Updated on June 1, 2017

Units Explained

Let's start by establishing a pattern.

  • There are 1000 milliseconds in a second; each millisecond is numbered from 0 (zero) to 999.
  • There are 60 seconds in a minute; each second is numbered from 0 (zero) to 59.
  • There are 60 minutes in an hour; each minute is numbered from 0 (zero) to 59.

See that all our units are zero-based. Our first unit in the numbering system is zero, and the last unit is always one less than the total number of units in the parent unit. Let's continue.

  • There are 24 hours in a day; each hour is numbered from 0 (zero) to 23.

Making Sense of Midnight

If you saw a time written down as "03:60" you would probably be in no doubt that something is fundamentally wrong. It makes no sense; there is no such time. Sixty minutes past three? We might hazzard a guess that the intended time might be "04:00", but because it breaks our standard convention we can't be sure. We automatically know that it is a mistake. After all, we never see the number 60 in the minutes part of our digital clock display.

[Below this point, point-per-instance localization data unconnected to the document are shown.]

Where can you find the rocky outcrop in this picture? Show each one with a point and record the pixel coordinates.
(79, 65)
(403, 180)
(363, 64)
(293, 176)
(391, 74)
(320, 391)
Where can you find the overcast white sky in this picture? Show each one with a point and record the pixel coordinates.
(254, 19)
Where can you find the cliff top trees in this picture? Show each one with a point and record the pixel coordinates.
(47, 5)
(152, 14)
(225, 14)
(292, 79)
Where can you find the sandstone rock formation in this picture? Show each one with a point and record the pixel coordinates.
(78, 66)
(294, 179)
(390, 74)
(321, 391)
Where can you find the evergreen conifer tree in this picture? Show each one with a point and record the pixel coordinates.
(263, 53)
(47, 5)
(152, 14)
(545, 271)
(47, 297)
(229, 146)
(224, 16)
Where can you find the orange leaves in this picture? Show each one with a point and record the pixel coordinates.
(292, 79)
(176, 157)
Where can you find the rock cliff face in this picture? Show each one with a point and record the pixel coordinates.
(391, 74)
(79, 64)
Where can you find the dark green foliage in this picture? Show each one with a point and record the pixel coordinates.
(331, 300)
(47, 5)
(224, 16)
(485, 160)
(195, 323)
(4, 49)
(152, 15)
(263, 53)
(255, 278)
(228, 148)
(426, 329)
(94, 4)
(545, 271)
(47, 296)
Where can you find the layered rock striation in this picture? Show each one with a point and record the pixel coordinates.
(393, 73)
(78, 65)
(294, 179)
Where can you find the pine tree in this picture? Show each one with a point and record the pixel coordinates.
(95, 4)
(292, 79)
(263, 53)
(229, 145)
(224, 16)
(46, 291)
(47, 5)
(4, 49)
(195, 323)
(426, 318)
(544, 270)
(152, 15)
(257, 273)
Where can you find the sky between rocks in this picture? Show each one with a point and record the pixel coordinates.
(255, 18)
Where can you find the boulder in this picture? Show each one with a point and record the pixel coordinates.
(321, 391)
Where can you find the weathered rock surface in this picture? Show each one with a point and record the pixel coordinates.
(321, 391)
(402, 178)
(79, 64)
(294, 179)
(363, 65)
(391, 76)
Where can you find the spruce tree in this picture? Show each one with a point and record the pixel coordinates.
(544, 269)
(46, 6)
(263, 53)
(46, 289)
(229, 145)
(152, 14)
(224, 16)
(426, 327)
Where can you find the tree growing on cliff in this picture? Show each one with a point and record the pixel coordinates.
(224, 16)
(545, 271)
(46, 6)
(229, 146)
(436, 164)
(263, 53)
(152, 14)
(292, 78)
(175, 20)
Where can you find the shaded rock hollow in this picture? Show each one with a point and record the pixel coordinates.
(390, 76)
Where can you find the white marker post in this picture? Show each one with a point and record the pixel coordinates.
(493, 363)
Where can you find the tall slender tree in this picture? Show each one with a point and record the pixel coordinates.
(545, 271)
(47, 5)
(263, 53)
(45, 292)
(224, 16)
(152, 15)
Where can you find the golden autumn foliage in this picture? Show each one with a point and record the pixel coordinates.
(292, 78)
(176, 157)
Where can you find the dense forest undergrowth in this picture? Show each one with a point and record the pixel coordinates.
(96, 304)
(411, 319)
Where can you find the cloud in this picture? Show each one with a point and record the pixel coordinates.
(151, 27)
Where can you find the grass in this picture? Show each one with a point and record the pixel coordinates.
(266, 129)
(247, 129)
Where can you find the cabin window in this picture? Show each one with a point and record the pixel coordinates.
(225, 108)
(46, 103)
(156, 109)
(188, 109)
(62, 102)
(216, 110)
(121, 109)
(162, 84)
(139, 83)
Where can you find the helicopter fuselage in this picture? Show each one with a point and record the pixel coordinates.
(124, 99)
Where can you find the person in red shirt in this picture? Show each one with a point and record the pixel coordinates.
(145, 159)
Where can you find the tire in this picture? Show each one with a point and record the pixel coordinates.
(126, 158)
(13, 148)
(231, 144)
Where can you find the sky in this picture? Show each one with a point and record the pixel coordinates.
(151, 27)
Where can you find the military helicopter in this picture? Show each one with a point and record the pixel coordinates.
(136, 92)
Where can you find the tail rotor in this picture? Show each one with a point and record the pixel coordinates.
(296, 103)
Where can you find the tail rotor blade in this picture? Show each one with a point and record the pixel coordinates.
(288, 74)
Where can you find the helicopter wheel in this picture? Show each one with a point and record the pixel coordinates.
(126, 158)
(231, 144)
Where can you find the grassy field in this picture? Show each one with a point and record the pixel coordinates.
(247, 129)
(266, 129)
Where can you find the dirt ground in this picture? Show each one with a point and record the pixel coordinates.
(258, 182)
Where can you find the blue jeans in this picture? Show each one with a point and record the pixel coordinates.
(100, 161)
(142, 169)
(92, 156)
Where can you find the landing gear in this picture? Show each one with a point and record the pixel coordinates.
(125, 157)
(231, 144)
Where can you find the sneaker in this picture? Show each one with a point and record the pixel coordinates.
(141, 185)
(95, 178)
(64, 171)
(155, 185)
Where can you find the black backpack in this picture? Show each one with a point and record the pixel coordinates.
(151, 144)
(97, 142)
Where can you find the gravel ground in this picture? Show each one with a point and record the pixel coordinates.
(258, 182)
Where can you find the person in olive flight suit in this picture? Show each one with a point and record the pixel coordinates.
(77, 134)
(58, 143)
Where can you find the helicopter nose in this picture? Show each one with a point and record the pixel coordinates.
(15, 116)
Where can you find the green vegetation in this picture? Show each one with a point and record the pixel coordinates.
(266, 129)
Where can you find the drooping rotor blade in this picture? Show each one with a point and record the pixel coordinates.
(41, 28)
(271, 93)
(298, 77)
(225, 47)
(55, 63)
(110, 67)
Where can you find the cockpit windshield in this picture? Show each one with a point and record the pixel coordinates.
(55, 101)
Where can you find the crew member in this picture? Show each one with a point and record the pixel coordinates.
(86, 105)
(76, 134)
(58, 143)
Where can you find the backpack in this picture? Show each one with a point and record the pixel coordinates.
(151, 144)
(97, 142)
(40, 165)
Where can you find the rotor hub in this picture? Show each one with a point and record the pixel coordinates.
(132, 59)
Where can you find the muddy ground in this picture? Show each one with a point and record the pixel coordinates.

Let's think about what we see when we look at a 24 hour clock. At 23:59:59 (59 minutes and 59 seconds past 11 o'clock at night) the time then changes to 00:00:00 (12 o'clock midnight). As the time changes to midnight, we also observe the date rolling over. We're at the start of a new day! In our zero-based numbering system, the first hour, minute and second (and millisecond etc, etc) of the day is zero. Subsequently, the last hour, minute and second of the day (as we discussed earlier) is one less than the total number of units in its respective parent unit. So, 23 hours, 59 minutes, 59 seconds, 999 milliseconds, etc, etc.


The correct 24-hour-clock notation for midnight is "00:00", which is the start of a new day and the exact moment the date changes. There can be no such time as "24:00" because this would require us to have 25 hour units (running from 0 to 24), which exceeds the number of hours in a day.